「戦後日本における自主制作アニメ黎明期の歴史的把握-1960年代末-1970年代における自主制作アニメを中心に-」(財団法人徳間記念アニメーション文化財団2012年度アニメーション文化活動奨励助成成果報告書/自主出版・冊子)が3月31日に発刊されました。
名著「日本アニメーション映画史」(1978年/渡辺 泰・山口 且訓 共著、プラネット:編集、有文社刊 ※アマゾンのページにある”山口 且訓・編”という表記は誤り)をはじめ、数々の先行研究、そして映産労の古い資料などが多数引用されています。
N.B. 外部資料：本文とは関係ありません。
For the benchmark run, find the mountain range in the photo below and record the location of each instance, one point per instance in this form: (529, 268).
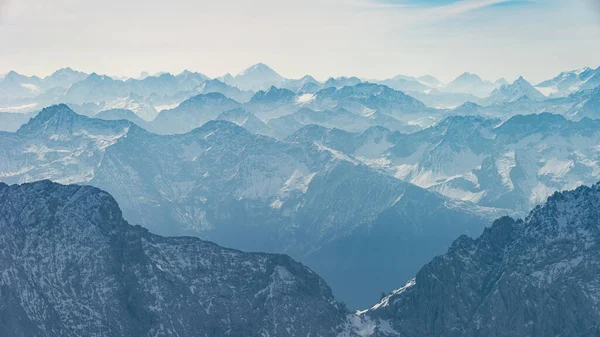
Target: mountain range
(533, 277)
(513, 164)
(73, 266)
(222, 183)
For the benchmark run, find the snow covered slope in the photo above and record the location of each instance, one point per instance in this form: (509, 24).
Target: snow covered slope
(535, 277)
(223, 183)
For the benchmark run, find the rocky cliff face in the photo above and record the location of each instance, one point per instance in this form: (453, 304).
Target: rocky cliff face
(71, 266)
(240, 190)
(532, 277)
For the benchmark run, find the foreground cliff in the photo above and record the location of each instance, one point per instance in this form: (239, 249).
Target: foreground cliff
(537, 277)
(71, 266)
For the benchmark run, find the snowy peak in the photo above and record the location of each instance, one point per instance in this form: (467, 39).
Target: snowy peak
(60, 120)
(341, 82)
(258, 77)
(515, 266)
(76, 238)
(513, 92)
(569, 82)
(471, 84)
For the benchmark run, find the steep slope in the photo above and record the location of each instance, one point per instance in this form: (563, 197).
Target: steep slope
(225, 89)
(470, 84)
(510, 93)
(248, 121)
(532, 277)
(11, 122)
(122, 114)
(366, 98)
(72, 266)
(258, 77)
(225, 184)
(192, 113)
(339, 118)
(514, 164)
(272, 103)
(569, 82)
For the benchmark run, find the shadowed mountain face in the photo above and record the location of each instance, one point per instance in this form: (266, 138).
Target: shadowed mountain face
(72, 266)
(532, 277)
(222, 183)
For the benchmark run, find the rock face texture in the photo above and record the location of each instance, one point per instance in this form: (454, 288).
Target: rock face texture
(532, 277)
(71, 266)
(224, 184)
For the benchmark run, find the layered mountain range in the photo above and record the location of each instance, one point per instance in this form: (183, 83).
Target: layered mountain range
(72, 266)
(532, 277)
(223, 183)
(515, 164)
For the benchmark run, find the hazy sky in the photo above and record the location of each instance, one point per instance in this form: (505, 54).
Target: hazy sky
(365, 38)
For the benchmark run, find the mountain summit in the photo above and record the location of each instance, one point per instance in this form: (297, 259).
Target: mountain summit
(535, 277)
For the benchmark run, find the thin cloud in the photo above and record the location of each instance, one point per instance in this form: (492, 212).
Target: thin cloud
(440, 10)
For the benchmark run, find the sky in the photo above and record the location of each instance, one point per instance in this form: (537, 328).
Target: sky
(365, 38)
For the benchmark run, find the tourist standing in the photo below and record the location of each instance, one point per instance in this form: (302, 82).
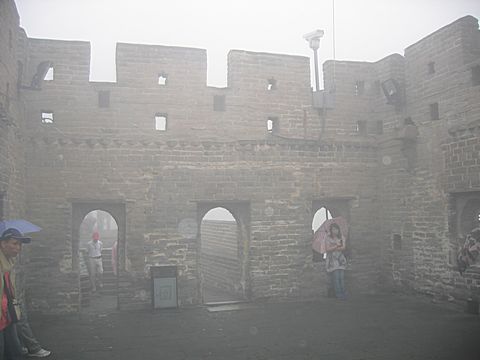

映産労がよびかけて制作された、テレビの商業アニメーションのアニメーターらによる自主制作アニメーション「つるのすごもり」(1971)についても触れられています。この作品がおおやけの記録でとりあげられるのは、「日本アニメーション映画史」以来のことではないでしょうか。
かつて、東京都現代美術館やスタジオ・ジブリ系の展示があったとき、故・近藤喜文氏も関わっていたこの作品(つるのすごもり)の資料が存在することを申し出たことがあるのですが、断られてしまいました。労働組合や労働運動のことは除外して展開したいのかなともおもいました。
今回の報告書冊子は、今まであまり学術調査の研究対象とならなかった、アニメーションの自主制作や、戦後商業アニメーションの労働環境の問題などが、多岐に渡って取り上げられています。